Scrive l’Ansa, con il tono di chi recita le tavole della legge portate al popolo da Mosè dopo che Dio stesso le ha incise con il proprio dito: “Le leggi che limitano l’accesso ai servizi per la salute sessuale e riproduttiva, compresa la contraccezione e l’aborto, in violazione delle norme internazionali «devono essere abrogate e la difesa dei diritti umani delle donne è essenziale» nella risposta all’ emergenza sanitaria provocata dal virus Zika. Lo ha affermato oggi l’Alto commissario delle Nazioni Unite per i diritti umani, Zeid Ra’ad Al Hussein”.
Così una malattia è trattata non come un fenomeno di cui debellare il virus, ma come un’opportunità per affermare il diritto umano all’aborto, eretto a diritto fondamentale dal massimo tutore dei medesimi.
Chi scrive qui non ha competenza scientifica sullo Zika. Non so dire quanto e quale sia il rischio che le donne incinte possano contrarre la malattia e che questo determini malformazioni nel feto. Anche se ci fosse un rischio statistico pauroso, l’aborto credo sia comunque, come dice il concilio Vaticano II nella Gaudium et Spes, “crimine abominevole”. E soprattutto sono certo sia un bene irrinunciabile qualunque creatura umana sia stata concepita.
Non è una mia idea fanatica. Francesco condannando la “cultura dello scarto” dominante nel mondo, ha detto: “Ogni bambino non nato, ma condannato ingiustamente a essere abortito ha il volto del Signore, che prima ancora di nascere, e poi appena nato ha sperimentato il rifiuto del mondo”. Ogni. In realtà si tratta di aborto eugenetico, tendente a eliminare anche solo la possibilità che possa nascere un piccolo con un qualsiasi difetto. E questo sarebbe l’Onu dei diritti umani. Questo non significa — è ovvio — l’irresponsabilità. Esiste la paternità responsabile, ed è un dovere. Il principio di precauzione serve a tutelare la vita, non come pretesto per desertificarla.
Esiste un precedente di cui siamo testimoni noi abitanti della Brianza sud, zona di Seveso. Nel 1976, il 10 luglio, ci fu il disastro ecologico della diossina. Fu con abilità fatta circolare la certezza scientifica che i figli che sarebbero nati nella vasta zona contaminata (mezzo milione di abitanti) avrebbero avuto malformazioni spaventose. Un’importante medico ed ecologo, Laura Conti, consigliera regionale del Partito comunista italiano, scrisse immediatamente un romanzo intitolato: “Una lepre con la testa di bambina”. Chiaro, no? Intanto presidi femministi agitavano il cartello fuori dalle parrocchie e dagli ospedali: “O aborto o un mostro in pancia”. Un famoso professore giurista della scuola di Torino, Nicola Adelfi, propose sulla Stampa l'”aborto coattivo” per impedire la nascita di creature malformate e togliere così problemi di coscienza alle donne. Il cardinal Giovanni Colombo lanciò, in questo clima, l’idea misericordiosa di un’adozione certa raccogliendo un elenco gremito di famiglie disponibili, come alternativa, e fu trattato come un povero vecchio oscurantista dalle luminose pagine del Corriere della Sera, grazie alla penna di Umberto Eco.

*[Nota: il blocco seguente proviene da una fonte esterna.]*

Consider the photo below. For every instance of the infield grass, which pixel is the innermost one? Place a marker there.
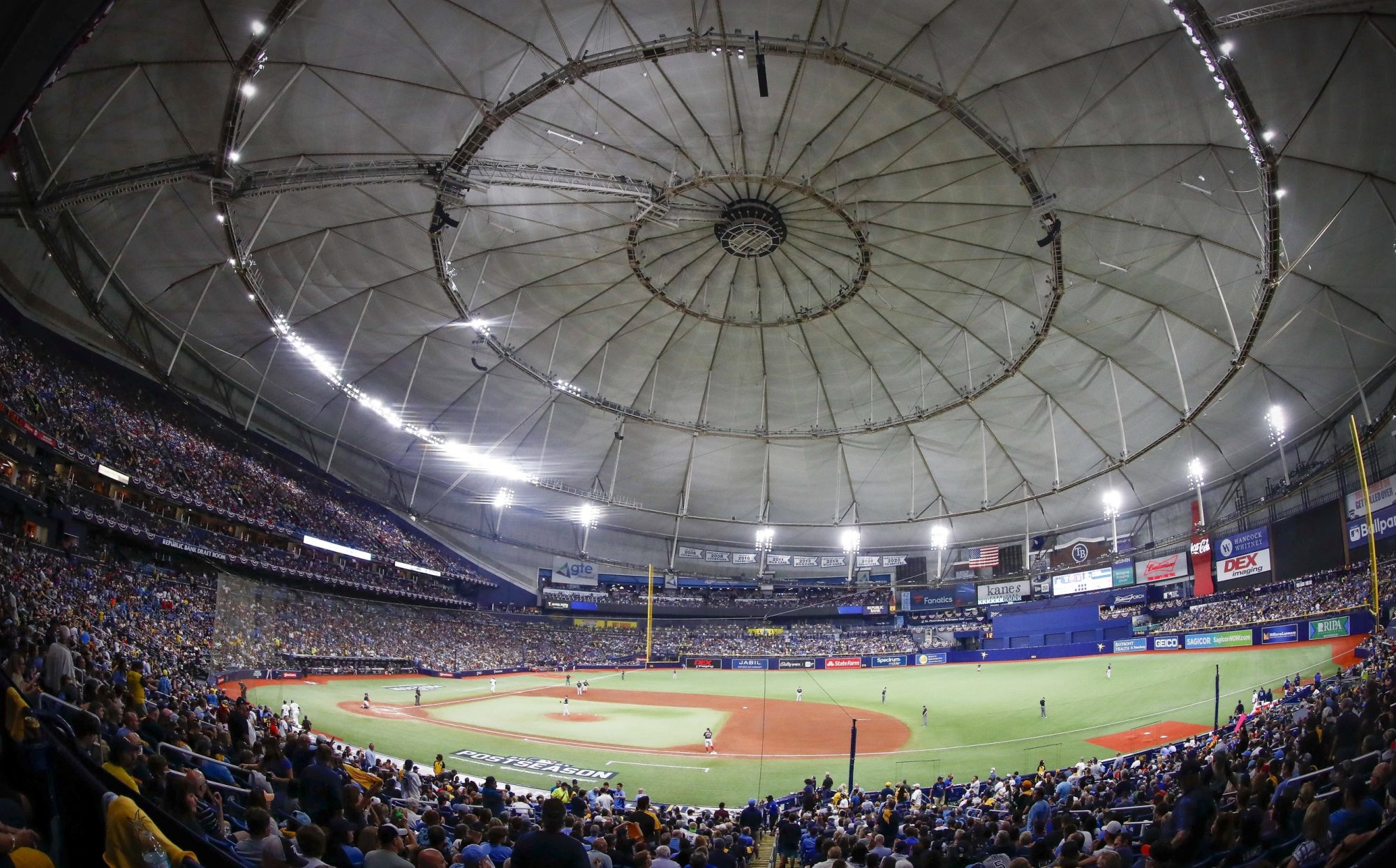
(978, 719)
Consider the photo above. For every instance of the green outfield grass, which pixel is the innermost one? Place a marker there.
(978, 719)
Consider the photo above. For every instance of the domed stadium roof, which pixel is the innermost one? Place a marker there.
(965, 257)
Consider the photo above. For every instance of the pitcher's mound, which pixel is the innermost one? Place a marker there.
(1150, 736)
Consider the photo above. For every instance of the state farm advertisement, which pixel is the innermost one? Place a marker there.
(1158, 570)
(844, 664)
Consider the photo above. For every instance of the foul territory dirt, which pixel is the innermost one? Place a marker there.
(1151, 736)
(753, 726)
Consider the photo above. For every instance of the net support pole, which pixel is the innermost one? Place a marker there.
(1367, 500)
(650, 616)
(1217, 700)
(854, 751)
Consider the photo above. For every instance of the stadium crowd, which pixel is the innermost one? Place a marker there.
(1277, 602)
(129, 648)
(693, 598)
(163, 446)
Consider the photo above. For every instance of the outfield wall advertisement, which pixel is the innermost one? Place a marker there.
(1384, 523)
(887, 661)
(1158, 570)
(1279, 633)
(1328, 629)
(1226, 638)
(1243, 555)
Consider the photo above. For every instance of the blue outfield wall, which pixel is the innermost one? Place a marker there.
(1300, 630)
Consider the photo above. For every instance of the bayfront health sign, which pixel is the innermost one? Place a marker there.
(535, 765)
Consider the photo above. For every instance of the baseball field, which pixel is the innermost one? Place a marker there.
(646, 729)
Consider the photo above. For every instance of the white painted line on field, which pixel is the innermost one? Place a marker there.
(655, 765)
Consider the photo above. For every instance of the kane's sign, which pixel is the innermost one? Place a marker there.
(533, 764)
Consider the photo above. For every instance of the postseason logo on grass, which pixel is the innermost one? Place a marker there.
(535, 764)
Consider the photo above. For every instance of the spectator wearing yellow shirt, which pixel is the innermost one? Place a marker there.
(121, 764)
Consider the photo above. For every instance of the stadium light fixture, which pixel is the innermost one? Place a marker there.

Il ministro della Sanità, dinanzi a queste pressioni, cedette, diede il consenso all’aborto libero in quell’area. In 30 si sottoposero ad aborto volontario. Non uno di quei piccini aveva alcuna malattia o difetto. La famosa scienza non aveva capito niente. Diventò ideologia scientifica dell’omicidio preventivo, per seminare comunque il mondo con un precedente. Nessuno sui giornali che avevano di fatto imposto l’aborto riportò la notizia di quella inutile strage (Che sarebbe stata strage inumana comunque, sia chiaro).

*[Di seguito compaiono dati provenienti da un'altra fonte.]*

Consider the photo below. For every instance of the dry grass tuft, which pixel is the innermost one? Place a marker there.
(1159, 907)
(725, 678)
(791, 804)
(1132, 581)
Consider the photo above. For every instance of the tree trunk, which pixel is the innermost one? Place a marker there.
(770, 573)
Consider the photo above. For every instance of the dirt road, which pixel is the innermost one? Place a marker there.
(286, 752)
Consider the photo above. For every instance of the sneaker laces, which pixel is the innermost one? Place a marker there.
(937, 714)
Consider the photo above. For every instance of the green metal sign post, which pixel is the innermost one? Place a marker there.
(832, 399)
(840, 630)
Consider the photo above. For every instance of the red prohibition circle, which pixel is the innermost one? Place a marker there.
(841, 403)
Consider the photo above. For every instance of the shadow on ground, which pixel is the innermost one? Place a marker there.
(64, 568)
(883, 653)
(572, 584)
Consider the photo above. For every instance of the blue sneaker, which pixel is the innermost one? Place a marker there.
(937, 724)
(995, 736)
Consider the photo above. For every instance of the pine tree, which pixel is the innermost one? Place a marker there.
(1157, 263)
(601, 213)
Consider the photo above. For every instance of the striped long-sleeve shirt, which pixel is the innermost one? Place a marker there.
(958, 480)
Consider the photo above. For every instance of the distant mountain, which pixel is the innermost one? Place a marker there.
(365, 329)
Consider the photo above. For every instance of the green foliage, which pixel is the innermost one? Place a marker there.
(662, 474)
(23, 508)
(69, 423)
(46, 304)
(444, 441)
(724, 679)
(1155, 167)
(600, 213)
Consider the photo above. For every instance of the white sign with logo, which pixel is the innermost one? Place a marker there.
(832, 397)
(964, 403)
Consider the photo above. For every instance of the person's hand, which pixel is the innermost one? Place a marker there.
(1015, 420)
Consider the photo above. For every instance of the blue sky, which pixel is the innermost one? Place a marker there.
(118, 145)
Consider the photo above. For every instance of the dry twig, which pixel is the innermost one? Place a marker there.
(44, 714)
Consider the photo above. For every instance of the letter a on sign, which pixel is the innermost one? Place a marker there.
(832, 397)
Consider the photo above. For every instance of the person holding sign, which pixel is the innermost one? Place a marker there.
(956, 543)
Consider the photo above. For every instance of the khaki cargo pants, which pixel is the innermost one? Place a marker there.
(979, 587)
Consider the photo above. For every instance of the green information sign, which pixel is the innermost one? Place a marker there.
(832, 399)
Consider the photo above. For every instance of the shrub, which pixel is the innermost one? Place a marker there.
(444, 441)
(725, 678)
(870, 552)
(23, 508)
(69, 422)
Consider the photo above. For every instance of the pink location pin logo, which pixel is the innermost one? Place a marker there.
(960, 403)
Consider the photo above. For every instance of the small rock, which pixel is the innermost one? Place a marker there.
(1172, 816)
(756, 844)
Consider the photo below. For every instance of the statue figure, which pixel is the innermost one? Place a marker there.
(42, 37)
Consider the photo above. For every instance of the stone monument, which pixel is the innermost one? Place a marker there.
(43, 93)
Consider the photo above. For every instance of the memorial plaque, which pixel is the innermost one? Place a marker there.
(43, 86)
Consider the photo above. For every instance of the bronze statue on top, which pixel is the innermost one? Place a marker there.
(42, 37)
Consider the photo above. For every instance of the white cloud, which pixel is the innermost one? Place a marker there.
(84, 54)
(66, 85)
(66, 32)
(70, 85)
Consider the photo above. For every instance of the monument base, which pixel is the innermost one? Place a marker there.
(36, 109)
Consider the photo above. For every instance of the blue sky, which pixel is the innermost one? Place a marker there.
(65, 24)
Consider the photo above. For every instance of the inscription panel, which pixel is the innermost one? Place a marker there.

Non mi illudo, non ci saranno proteste culturalmente indignate di alcun organo che abbia scritto sulla porta “diritti umani”. Ci dovrebbe essere anche il diritto umano delle creature più deboli e indifese, malate o no che siano, di ricevere misericordia, una carezza. Ricordiamoci, parafrasando il Vangelo, di un monito: chi scarta, sarà scartato.